Other states with more than 40 percent enrollment include Florida, West Virginia, Texas, Arkansas and South Carolina.
And Republican governors who made preschool a priority in their 2013 agendas include Georgia’s Nathan Deal, Indiana’s Mike Pence, Wisconsin’s Scott Walker and Michigan’s Rick Snyder.
Is that an argument for just letting the states manage — and pay for — early childhood education? It’s not. States are budget-strapped and need federal help.
Nationwide, only 28 percent of 4-year-olds and 4 percent of 3-year-olds were enrolled in state programs.
Another 11 percent of 4-year-olds and 8 percent of 3-year-olds were enrolled in federally funded Head Start programs for low-income children and around 30 percent of children were in private programs, which vary vastly in quality.
A quarter of 4-year-olds and half of all 3-year-olds attend no preschool at all. Some may be in the care of attentive caregivers, but plenty of others are sitting in front of TV sets, which do nothing for brain development, the University of Washington team has found.
According to the Organisation for Economic Co-operation and Development, the U.S. ranks 28th out of 38 major countries in the percentage of children enrolled in quality pre-K programs.
Just as preschool education has been promoted on a bipartisan basis in the states, it has also been advanced by both the George W. Bush and Obama administrations.
Bush began pushing to overhaul Head Start and Congress’ 2007 reauthorization of the program called for half of its lead teachers to have bachelor’s degrees by this year and established a “recompetition” procedure for agencies to win Head Start contracts.

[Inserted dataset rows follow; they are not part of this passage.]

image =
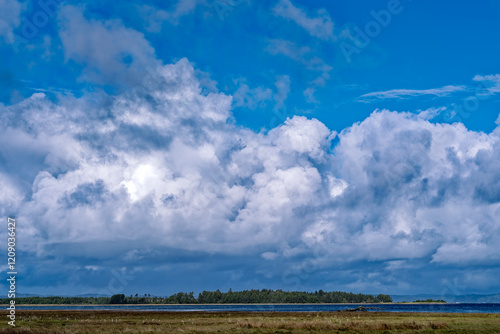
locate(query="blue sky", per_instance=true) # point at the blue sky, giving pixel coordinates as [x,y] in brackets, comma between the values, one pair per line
[188,145]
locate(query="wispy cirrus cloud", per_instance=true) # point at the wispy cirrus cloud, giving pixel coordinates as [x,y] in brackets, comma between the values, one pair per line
[320,26]
[10,17]
[492,82]
[301,54]
[409,93]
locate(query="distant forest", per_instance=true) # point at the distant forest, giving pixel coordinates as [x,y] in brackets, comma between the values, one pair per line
[263,296]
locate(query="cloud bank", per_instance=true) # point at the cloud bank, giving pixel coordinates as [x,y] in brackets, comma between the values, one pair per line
[165,168]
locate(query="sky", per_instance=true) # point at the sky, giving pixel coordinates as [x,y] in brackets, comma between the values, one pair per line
[189,145]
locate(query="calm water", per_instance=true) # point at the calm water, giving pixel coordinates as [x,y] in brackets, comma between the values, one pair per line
[452,308]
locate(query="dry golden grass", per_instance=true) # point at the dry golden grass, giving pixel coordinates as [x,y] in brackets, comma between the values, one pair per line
[72,322]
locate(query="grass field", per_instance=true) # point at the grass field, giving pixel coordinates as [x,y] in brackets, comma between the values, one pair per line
[248,322]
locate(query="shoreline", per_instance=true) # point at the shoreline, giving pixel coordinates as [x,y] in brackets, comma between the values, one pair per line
[242,304]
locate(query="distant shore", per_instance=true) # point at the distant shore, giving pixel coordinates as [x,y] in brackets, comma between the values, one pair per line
[121,321]
[229,304]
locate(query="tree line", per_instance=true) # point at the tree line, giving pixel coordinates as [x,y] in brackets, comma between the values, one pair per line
[263,296]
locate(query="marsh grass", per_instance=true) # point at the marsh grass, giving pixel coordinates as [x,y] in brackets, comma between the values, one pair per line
[69,322]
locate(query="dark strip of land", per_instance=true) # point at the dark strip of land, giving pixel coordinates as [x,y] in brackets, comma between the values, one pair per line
[60,321]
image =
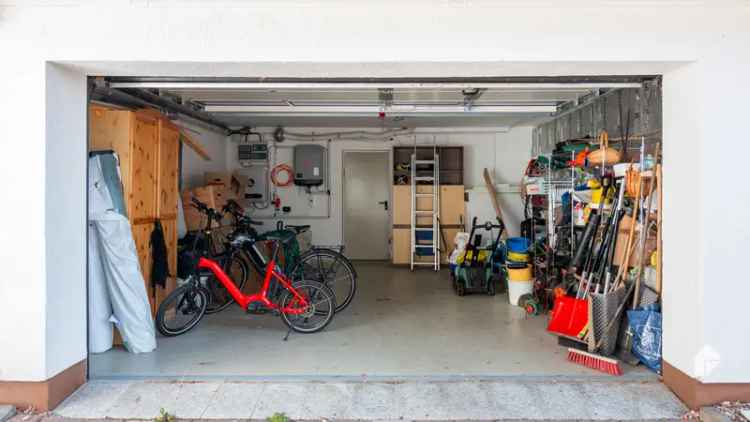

Obama established a “race to the top” competition for state preschool programs as well as for K-12 and, as part of the Obamacare law, created a home-visit program to teach new mothers how to teach their children as well as look after their health.
Unfortunately, Obama has not said how much his program would cost or how he would pay for it — and the “high quality” preschools he correctly cited as paying dividends are expensive, at least $8,000 annually per child, according to Lisa Guernsey of the New America Foundation.
That would mean, to cover all 4-year-olds, spending $10 billion to $15 billion more than the $9 billion currently being spent.
Then again, the average annual cost to house a prison inmate is more than $20,000 and two-thirds of U.S. prisoners haven’t finished high school.
And quality of preschool programs — meaning trained teachers, low pupil-teacher ratios and good curriculums — is important.
“We want to make sure that the rhetoric about pre-school does not lead to lazy policy,” Guernsey wrote in 2009. “To generate returns on investment, we must not simply increase the number of children enrolled in existing programs.
“We need to raise the quality of these programs [and] failure to do so could undermine support for early education.”
So Congress should scrutinize the Obama proposals for effectiveness, but those who doubt that they could make a difference should show up Wednesday. They’ll be amazed.